Um Funktionen wie die Autovervollständigung zu nutzen, empfiehlt es sich, eingangs das Projekt zu kompilieren. Der Trigger zum Kompilieren befindet sich in Xcode in der Menüleiste im Menüpunkt Product unter der Aktion Build. Das ist auch notwendig, wenn sich der shared-Code geändert hat, und in der Architektur von Kotlin Multiplatform Mobile begründet. Der in Kotlin erzeugte Code wird nativ für die jeweiligen Plattformen zur Verfügung gestellt. Das geschieht jedoch nicht "on the fly", sondern durch einen aktiven Trigger – in diesem Falle das Auslösen eines Builds. Es ist auch möglich, das Generieren direkt über Gradle anzustoßen. Aus Gründen der Komplexität spielt das an dieser Stelle allerdings keine Rolle.

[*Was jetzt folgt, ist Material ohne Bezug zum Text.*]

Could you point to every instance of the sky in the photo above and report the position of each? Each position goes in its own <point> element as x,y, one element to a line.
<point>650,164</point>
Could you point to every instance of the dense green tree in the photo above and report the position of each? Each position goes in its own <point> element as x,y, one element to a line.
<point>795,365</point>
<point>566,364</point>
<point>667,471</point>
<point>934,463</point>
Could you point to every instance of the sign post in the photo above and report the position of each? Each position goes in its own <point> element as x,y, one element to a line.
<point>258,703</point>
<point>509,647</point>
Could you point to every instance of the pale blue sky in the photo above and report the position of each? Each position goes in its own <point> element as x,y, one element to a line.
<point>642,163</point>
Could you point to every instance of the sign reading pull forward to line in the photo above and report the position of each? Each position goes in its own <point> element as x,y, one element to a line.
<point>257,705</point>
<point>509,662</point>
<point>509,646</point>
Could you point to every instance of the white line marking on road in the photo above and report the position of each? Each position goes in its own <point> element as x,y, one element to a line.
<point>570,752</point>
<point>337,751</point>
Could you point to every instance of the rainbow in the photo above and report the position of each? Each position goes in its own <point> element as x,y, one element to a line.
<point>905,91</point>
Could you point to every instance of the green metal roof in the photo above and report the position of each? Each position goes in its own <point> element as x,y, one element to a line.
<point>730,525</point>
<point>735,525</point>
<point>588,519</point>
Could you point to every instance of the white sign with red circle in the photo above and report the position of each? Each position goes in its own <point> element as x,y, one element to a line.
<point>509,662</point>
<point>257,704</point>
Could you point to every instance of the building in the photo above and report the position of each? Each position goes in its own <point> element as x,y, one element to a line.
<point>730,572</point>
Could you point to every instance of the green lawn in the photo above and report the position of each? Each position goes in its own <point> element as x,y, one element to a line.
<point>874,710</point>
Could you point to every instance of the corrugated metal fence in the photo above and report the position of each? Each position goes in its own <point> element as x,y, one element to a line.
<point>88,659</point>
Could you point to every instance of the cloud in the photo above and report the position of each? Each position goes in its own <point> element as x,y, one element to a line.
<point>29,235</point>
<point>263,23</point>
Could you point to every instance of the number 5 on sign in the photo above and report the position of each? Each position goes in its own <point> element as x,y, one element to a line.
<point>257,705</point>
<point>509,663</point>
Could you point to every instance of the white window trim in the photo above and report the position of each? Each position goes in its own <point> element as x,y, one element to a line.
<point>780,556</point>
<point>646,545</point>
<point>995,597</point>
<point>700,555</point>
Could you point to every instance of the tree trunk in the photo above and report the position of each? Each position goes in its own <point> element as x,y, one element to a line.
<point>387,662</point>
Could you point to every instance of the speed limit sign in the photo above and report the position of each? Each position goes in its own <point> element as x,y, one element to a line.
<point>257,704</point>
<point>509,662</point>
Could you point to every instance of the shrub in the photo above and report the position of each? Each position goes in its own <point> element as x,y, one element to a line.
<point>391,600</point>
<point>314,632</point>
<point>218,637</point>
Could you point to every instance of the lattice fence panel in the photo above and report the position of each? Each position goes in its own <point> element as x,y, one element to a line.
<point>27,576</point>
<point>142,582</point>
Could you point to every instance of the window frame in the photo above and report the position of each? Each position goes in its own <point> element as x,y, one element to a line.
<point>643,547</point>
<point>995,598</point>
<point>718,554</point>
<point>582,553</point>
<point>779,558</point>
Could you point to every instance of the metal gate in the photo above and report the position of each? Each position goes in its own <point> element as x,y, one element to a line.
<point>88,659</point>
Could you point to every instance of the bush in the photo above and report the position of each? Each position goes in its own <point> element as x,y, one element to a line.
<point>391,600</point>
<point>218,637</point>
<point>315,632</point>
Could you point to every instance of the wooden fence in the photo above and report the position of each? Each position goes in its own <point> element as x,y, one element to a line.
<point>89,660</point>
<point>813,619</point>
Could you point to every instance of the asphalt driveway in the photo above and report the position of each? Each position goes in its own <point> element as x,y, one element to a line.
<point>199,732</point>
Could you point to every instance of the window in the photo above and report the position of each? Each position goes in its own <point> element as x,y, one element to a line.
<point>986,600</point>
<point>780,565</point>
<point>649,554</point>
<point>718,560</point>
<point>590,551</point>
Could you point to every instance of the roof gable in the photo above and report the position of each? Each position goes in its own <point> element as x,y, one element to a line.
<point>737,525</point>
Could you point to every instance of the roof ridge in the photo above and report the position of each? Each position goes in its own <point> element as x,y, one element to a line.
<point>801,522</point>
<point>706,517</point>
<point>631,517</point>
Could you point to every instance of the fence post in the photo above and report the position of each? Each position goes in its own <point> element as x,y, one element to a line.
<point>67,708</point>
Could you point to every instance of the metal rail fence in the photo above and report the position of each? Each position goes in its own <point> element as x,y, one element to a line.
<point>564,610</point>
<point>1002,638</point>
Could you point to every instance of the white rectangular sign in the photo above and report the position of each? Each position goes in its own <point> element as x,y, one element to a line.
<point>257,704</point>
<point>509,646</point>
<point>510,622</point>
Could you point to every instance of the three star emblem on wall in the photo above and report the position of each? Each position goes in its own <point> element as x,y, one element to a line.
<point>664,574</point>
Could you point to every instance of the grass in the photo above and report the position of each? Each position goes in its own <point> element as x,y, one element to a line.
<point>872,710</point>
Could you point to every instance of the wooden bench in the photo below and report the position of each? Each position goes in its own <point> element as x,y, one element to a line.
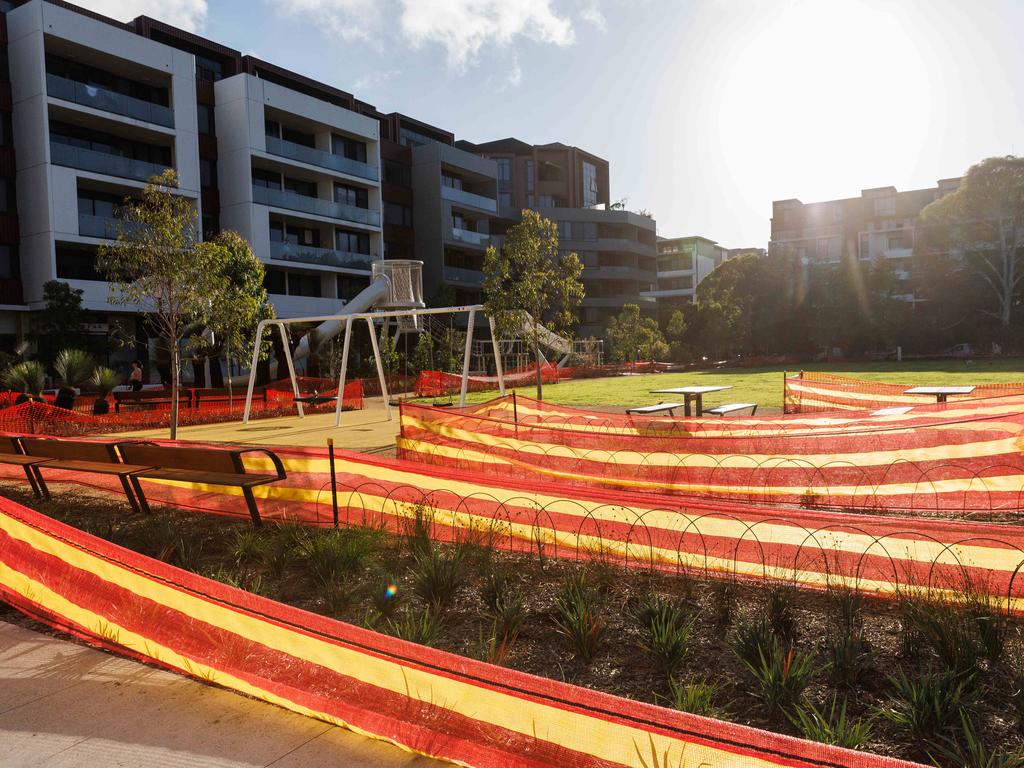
<point>220,394</point>
<point>659,408</point>
<point>148,397</point>
<point>730,408</point>
<point>12,454</point>
<point>199,465</point>
<point>81,456</point>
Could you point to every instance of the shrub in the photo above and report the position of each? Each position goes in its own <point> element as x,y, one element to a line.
<point>578,615</point>
<point>668,635</point>
<point>696,698</point>
<point>782,675</point>
<point>928,706</point>
<point>437,576</point>
<point>832,726</point>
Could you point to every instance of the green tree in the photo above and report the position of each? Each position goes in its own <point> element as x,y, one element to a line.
<point>159,264</point>
<point>980,227</point>
<point>60,323</point>
<point>630,334</point>
<point>529,285</point>
<point>242,303</point>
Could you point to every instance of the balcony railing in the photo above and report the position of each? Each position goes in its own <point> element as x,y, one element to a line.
<point>321,256</point>
<point>315,206</point>
<point>470,238</point>
<point>469,199</point>
<point>101,162</point>
<point>463,276</point>
<point>100,98</point>
<point>322,159</point>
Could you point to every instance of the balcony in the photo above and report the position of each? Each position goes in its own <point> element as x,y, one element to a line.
<point>321,256</point>
<point>101,162</point>
<point>321,159</point>
<point>463,276</point>
<point>469,199</point>
<point>315,206</point>
<point>100,98</point>
<point>470,238</point>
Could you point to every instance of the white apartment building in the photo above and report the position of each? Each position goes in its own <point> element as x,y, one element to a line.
<point>300,180</point>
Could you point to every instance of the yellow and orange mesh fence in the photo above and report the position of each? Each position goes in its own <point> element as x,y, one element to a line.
<point>806,547</point>
<point>426,700</point>
<point>43,418</point>
<point>948,459</point>
<point>811,392</point>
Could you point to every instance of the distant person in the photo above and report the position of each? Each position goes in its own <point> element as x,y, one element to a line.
<point>135,377</point>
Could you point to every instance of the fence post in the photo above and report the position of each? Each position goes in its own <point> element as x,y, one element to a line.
<point>334,481</point>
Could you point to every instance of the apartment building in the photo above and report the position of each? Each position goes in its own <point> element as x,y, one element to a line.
<point>682,263</point>
<point>882,223</point>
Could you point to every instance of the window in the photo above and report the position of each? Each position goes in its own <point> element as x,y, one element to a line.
<point>504,169</point>
<point>351,242</point>
<point>348,147</point>
<point>207,173</point>
<point>589,184</point>
<point>351,196</point>
<point>303,285</point>
<point>397,214</point>
<point>885,206</point>
<point>397,173</point>
<point>274,281</point>
<point>269,179</point>
<point>204,116</point>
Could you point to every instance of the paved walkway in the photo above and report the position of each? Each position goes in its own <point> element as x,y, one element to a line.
<point>66,705</point>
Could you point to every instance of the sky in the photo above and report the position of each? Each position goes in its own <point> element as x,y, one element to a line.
<point>707,110</point>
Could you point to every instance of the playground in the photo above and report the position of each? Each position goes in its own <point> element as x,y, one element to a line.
<point>450,564</point>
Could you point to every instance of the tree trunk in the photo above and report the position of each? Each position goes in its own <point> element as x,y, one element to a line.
<point>175,378</point>
<point>540,378</point>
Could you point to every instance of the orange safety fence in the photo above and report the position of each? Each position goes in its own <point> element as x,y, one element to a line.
<point>809,548</point>
<point>958,458</point>
<point>42,418</point>
<point>426,700</point>
<point>810,392</point>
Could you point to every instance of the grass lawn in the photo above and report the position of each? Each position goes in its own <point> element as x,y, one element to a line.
<point>764,385</point>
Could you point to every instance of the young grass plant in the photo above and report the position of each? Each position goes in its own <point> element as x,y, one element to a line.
<point>832,725</point>
<point>668,635</point>
<point>927,707</point>
<point>578,615</point>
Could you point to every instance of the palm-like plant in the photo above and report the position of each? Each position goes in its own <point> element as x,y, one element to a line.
<point>28,377</point>
<point>104,380</point>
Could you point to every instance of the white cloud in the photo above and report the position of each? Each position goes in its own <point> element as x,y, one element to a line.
<point>592,14</point>
<point>188,14</point>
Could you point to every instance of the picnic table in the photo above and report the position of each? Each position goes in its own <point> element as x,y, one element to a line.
<point>691,394</point>
<point>940,392</point>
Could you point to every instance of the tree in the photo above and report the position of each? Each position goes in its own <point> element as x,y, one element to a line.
<point>242,303</point>
<point>980,227</point>
<point>159,264</point>
<point>630,334</point>
<point>60,322</point>
<point>530,275</point>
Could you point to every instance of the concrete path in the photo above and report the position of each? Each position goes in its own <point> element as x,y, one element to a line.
<point>66,705</point>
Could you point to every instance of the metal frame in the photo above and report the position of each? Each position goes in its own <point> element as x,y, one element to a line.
<point>349,321</point>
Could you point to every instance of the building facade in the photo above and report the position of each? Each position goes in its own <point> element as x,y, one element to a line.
<point>320,182</point>
<point>881,224</point>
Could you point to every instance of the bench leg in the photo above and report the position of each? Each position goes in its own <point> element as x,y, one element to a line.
<point>253,511</point>
<point>32,481</point>
<point>140,496</point>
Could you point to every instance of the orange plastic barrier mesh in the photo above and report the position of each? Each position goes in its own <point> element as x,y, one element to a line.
<point>811,392</point>
<point>426,700</point>
<point>806,547</point>
<point>957,458</point>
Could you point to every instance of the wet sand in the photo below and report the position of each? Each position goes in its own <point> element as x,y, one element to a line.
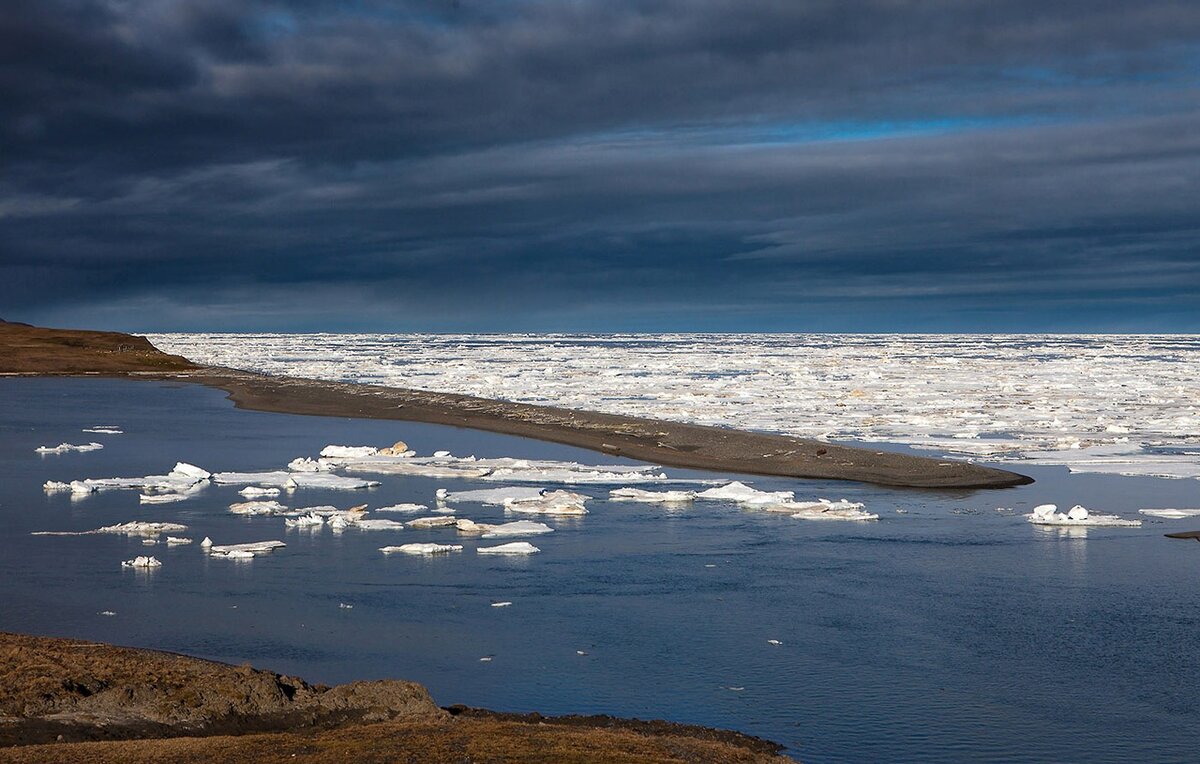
<point>33,350</point>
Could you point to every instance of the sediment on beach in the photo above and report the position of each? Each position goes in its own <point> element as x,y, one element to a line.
<point>71,701</point>
<point>671,444</point>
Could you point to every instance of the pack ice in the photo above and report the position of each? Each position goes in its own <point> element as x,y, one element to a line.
<point>1078,516</point>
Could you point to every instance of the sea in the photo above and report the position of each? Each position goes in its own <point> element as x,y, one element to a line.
<point>948,630</point>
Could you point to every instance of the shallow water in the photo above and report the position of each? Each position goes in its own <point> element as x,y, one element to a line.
<point>949,632</point>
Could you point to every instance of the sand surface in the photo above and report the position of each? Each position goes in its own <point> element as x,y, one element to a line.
<point>33,350</point>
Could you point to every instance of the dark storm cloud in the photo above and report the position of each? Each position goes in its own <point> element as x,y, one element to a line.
<point>587,164</point>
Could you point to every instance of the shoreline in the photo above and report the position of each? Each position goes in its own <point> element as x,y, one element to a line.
<point>69,699</point>
<point>29,350</point>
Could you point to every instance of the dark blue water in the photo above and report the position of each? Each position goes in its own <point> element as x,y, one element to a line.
<point>946,633</point>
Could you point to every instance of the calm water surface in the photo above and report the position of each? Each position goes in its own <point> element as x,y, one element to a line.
<point>947,632</point>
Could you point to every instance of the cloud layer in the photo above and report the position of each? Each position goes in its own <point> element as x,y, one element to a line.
<point>585,166</point>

Haben Entwickler das Erzeugen des shared-Codes vergessen, äußert sich das in zahlreichen Syntaxfehlern. Ein erneutes Erstellen des Projekts behebt die Probleme. Das iOS-Projekt wird standardmäßig in SwiftUI geschrieben, und die Haupt-View lässt sich unter iOSApp/ContentView.swift finden. Die Anpassungen in der iOS-Version sind marginal: Die vorhandene Zeile let greet = Greeting().greeting() ist durch let greet = Greeting().helloDevice() zu ersetzen. Abschließend lässt sich die iOS-App entweder auf dem Gerät oder in dem in Xcode zur Verfügung stehenden Simulator starten (siehe Abbildung 3).

So sieht die fertige iOS-App aus (Abb. 3).

Ist die Entwicklung der iOS- und Android-App in verschiedene Personengruppen getrennt und es gilt nur eine Kleinigkeit wie die Backend-URL zu ändern, so benötigen Android-Entwickler keine Kenntnisse über den iOS-Code. Die Änderung des Kotlin-Codes genügt. Im Anschluss muss man die App nur noch kompilieren. Ein weiterer elementarer Vorteil ist die einfache Wiederverwendbarkeit des Businesscodes. Soll zu einem späteren Zeitpunkt neben einer iOS- oder Android-App auch noch eine Web-App entstehen, lässt sich aus dem Kotlin-Code nativer JavaScript-Code erzeugen. In solch einem Fall ist die build.gradle-Datei nur um die Konfiguration des KotlinJS-Blocks zu erweitern. Mithilfe von KotlinJS lässt sich neben JavaScript- auch TypeScript-Code erzeugen. Letzteres befindet sich jedoch noch in der Beta-Phase. Den erzeugten Code bindet man über ein lokales npm-Paket ein. Das hat den Vorteil, dass sich die Web-App mit jeglichem Webframework entwickeln lässt.

Ein neuer Weg für das Erstellen von Web-Apps ist der Einsatz von Jetpack Compose im Browser. Hierdurch ergibt sich eine noch größere Wiederverwendbarkeit, da Jetpack Compose auch bei der Android-Entwicklung zum Einsatz kommen kann. Die Umwandlung von Kotlin- in nativen JavaScript-Code läuft jedoch nicht immer problemlos ab. Besonders die Umwandlung von Kotlin-Coroutines in das JavaScript-Äquivalent bedarf einiger Tricks im nativen Teil des shared-Codes. Auch ist die erzeugte JavaScript-Bundle-Größe noch nicht optimal. JetBrains arbeitet derzeit aktiv an all diesen Punkten. Interessierte können sich auf der öffentlich verfügbaren Roadmap über den Entwicklungsstand informieren. Durch den Open-Source-Ansatz von Kotlin besteht zudem die Möglichkeit, direkt über das JetBrains-Projektmangement-Tool YouTrack Probleme zu melden und Hilfe zu erhalten.